El Gobierno de La Rioja defiende sus medidas vitivinícolas frente a críticas por vinculación de ayudas y arranque de viñedos
La consejera de Agricultura, Ganadería, Mundo Rural y Medio Ambiente de La Rioja, Noemí Manzanos, afirmó que las acciones en materia vitivinícola adoptadas por el Ejecutivo autonómico responden a las demandas del sector, asegurando que seguirán implementando medidas como la cosecha en verde, en línea con las solicitudes de los viticultores y los cambios en la normativa europea.
El debate surge en un contexto de tensión política y económica, tras la reciente publicación de modificaciones en los reglamentos comunitarios que permiten la vinculación opcional de ayudas a un posible arranque de viñedo. La polémica aumentó con las declaraciones de la portavoz socialista, Sara Orradre, quien criticó la reducción de la ayuda por hectárea y la decisión del Gobierno riojano de vincular esas ayudas a compromisos futuros de arranque, una medida que, según ella, podría desincentivar a los agricultores.

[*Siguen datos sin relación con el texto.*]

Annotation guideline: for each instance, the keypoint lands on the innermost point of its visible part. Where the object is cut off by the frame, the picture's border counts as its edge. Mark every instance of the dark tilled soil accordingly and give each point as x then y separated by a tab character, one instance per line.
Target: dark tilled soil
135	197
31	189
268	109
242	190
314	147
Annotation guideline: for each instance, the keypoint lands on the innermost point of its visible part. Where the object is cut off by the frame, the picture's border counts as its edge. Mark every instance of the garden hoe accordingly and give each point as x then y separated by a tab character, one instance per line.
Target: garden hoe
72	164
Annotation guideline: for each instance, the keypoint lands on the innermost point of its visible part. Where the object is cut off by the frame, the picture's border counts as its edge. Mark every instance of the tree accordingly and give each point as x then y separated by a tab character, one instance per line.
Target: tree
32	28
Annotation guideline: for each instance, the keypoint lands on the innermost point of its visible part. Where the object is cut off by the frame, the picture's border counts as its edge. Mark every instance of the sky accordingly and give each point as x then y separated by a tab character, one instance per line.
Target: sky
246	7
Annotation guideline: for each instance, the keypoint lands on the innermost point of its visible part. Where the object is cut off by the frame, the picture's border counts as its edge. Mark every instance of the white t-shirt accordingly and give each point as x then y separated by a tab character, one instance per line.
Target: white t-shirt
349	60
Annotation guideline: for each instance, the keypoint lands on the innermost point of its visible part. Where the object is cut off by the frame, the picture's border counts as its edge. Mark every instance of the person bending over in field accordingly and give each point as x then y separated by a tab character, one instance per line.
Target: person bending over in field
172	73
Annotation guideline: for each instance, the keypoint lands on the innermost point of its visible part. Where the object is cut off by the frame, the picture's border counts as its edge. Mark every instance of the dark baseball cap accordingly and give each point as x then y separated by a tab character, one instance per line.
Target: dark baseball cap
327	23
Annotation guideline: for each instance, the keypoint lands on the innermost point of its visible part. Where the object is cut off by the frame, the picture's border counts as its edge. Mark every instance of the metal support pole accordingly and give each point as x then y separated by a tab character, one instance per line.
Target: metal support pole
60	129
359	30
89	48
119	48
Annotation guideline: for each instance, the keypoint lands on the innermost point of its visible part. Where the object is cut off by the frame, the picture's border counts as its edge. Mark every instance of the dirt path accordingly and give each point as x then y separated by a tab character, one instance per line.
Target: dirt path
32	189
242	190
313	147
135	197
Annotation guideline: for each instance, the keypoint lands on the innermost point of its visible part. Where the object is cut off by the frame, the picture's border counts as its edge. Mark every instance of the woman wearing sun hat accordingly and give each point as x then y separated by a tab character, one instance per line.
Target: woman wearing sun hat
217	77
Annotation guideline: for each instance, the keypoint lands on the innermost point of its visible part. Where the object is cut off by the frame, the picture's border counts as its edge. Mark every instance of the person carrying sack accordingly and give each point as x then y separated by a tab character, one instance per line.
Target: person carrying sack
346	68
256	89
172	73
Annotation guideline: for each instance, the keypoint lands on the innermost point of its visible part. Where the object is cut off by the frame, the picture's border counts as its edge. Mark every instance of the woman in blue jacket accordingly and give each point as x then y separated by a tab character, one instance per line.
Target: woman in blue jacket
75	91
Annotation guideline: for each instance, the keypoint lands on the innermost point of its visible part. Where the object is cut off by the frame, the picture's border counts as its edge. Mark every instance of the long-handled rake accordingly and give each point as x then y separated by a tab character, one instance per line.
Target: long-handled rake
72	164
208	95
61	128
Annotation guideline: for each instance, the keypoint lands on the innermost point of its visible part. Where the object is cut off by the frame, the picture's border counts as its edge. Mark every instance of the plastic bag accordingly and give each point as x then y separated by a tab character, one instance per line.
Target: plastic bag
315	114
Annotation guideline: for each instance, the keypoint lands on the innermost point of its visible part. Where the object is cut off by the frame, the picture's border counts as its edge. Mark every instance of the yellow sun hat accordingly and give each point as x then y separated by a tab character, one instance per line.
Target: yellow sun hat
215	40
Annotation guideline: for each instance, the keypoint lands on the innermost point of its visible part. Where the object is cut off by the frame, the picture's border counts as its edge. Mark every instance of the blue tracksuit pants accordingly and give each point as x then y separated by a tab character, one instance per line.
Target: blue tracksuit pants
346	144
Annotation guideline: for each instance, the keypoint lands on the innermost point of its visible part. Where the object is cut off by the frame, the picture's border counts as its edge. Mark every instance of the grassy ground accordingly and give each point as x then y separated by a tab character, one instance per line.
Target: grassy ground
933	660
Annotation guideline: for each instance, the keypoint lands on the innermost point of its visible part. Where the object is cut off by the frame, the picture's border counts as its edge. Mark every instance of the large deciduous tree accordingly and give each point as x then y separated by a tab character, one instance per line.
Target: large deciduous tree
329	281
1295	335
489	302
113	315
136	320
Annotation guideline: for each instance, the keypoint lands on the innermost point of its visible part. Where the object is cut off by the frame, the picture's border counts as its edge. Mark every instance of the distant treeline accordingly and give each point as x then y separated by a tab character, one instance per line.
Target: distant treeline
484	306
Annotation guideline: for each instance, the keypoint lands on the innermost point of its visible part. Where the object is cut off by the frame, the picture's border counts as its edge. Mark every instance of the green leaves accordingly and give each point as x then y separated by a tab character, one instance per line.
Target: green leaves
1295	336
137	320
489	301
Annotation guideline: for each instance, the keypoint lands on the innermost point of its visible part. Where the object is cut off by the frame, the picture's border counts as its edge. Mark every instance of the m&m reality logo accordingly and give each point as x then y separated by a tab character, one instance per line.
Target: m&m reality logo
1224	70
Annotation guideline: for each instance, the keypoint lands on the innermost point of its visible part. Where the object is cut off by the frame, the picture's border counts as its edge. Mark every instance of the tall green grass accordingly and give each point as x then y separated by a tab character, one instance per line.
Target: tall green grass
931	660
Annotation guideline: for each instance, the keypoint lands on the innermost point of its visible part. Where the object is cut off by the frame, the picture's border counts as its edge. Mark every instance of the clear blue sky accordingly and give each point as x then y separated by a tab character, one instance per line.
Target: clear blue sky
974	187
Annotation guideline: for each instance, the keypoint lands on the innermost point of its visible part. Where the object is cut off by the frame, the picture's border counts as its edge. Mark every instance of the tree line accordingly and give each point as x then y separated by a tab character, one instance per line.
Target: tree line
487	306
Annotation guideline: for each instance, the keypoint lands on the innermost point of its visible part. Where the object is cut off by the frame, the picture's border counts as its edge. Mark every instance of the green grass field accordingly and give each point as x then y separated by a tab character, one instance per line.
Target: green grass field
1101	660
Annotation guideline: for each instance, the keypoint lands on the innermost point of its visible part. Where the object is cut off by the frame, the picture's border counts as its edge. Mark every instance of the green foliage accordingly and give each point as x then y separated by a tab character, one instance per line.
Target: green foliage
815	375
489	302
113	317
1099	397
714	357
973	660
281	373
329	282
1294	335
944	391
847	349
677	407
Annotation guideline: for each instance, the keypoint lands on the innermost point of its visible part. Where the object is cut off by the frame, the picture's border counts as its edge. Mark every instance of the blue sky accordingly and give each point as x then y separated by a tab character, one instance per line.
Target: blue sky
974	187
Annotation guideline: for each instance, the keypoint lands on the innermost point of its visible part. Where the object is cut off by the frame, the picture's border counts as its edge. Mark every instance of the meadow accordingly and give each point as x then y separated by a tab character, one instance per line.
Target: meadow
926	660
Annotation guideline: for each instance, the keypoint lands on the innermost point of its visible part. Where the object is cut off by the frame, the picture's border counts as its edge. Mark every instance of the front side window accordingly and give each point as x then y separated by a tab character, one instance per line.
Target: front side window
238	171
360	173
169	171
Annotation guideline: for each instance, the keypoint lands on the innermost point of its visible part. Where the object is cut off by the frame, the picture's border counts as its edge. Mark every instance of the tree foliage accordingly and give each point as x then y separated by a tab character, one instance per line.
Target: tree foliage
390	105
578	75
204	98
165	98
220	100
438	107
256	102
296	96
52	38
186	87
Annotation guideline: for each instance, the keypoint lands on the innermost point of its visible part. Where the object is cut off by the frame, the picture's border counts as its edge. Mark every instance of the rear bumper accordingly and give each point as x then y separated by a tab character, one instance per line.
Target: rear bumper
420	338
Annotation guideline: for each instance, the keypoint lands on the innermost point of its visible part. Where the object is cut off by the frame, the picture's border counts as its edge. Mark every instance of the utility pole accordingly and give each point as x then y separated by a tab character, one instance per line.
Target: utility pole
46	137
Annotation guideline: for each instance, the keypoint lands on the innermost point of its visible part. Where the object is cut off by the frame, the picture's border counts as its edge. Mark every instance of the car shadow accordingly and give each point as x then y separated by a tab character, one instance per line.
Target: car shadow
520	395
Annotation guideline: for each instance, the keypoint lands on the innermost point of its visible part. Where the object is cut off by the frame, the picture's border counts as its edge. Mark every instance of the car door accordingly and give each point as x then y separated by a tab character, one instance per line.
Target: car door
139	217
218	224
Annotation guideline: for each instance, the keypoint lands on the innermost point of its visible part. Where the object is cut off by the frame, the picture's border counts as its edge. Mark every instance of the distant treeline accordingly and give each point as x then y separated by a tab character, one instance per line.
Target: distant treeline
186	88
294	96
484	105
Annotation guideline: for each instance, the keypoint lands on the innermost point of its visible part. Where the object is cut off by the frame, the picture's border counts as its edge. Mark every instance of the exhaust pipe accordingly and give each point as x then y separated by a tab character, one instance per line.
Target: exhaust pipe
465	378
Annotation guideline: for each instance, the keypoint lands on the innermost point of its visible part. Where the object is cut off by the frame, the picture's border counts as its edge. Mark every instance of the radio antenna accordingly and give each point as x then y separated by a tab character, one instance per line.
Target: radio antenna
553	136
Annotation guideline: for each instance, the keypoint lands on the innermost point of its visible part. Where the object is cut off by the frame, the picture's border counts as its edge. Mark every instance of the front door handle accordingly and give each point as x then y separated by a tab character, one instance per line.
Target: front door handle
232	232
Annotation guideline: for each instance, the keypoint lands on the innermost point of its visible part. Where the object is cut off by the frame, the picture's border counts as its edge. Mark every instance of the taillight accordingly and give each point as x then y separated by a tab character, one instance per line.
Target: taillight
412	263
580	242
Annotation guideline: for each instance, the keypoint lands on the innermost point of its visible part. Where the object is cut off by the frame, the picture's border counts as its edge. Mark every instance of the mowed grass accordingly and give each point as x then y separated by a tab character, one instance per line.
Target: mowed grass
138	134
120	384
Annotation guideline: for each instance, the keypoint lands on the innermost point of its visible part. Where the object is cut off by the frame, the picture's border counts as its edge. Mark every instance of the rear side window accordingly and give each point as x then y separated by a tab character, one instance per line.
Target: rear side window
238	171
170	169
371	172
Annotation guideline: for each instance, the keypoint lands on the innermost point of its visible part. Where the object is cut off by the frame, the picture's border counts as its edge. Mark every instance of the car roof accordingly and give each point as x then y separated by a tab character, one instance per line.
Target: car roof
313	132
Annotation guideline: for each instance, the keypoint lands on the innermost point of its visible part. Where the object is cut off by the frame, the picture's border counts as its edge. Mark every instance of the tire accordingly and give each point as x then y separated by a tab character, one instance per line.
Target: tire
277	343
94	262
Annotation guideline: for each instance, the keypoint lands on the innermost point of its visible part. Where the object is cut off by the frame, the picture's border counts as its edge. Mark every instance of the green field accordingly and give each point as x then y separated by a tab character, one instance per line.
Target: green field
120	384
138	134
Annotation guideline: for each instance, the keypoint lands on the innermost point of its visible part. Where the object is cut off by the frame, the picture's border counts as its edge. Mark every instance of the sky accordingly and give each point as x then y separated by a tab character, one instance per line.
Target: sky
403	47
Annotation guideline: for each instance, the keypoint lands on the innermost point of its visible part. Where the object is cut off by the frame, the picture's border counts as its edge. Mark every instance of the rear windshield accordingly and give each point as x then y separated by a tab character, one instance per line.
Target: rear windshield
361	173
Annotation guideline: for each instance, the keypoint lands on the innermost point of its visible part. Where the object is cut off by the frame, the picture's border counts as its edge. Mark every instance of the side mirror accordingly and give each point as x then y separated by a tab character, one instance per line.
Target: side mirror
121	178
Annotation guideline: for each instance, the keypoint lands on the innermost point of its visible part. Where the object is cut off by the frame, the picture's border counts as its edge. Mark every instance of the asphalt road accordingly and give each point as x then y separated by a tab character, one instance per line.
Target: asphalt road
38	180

Por su parte, Manzanos subrayó que estas decisiones se toman tras consultar con el sector y en el marco de un diálogo abierto, criticando que el Ministerio de Agricultura haya decidido unilateralmente limitar los fondos disponibles, lo que, en su opinión, representa un “castigo” a los viticultores de la región. La consejera destacó que la prioridad del Gobierno riojano es apoyar a los viticultores profesionales y responder a sus demandas, en un escenario de recursos limitados.
El debate político se enmarca en una disputa más amplia entre las administraciones autonómicas y el Gobierno central, en la que La Rioja denuncia una falta de apoyo suficiente desde Madrid ante las dificultades del sector vitivinícola. La consejera también señaló que la autorización para implementar medidas relacionadas con el arranque de viñedos requiere aún la aprobación de la Comisión Europea, lo que condiciona las posibles acciones futuras.
En un contexto donde la política agrícola europea evoluciona hacia mayor flexibilidad, las decisiones del Ejecutivo riojano reflejan una estrategia de respuesta a las demandas del sector, frente a las decisiones del Ministerio de limitar fondos y alterar las expectativas de los viticultores. La polémica evidencia las tensiones existentes en torno a la gestión y financiación del sector vitivinícola en La Rioja, una de las regiones más emblemáticas de España en producción de vino.
Este enfrentamiento político se sitúa en un escenario donde las decisiones regulatorias y presupuestarias impactan directamente en la economía regional y en la sostenibilidad del sector vitivinícola, clave para La Rioja. La situación refleja la necesidad de un marco de diálogo y consenso que garantice el apoyo efectivo a los agricultores, en un contexto de cambios regulatorios y restricciones presupuestarias.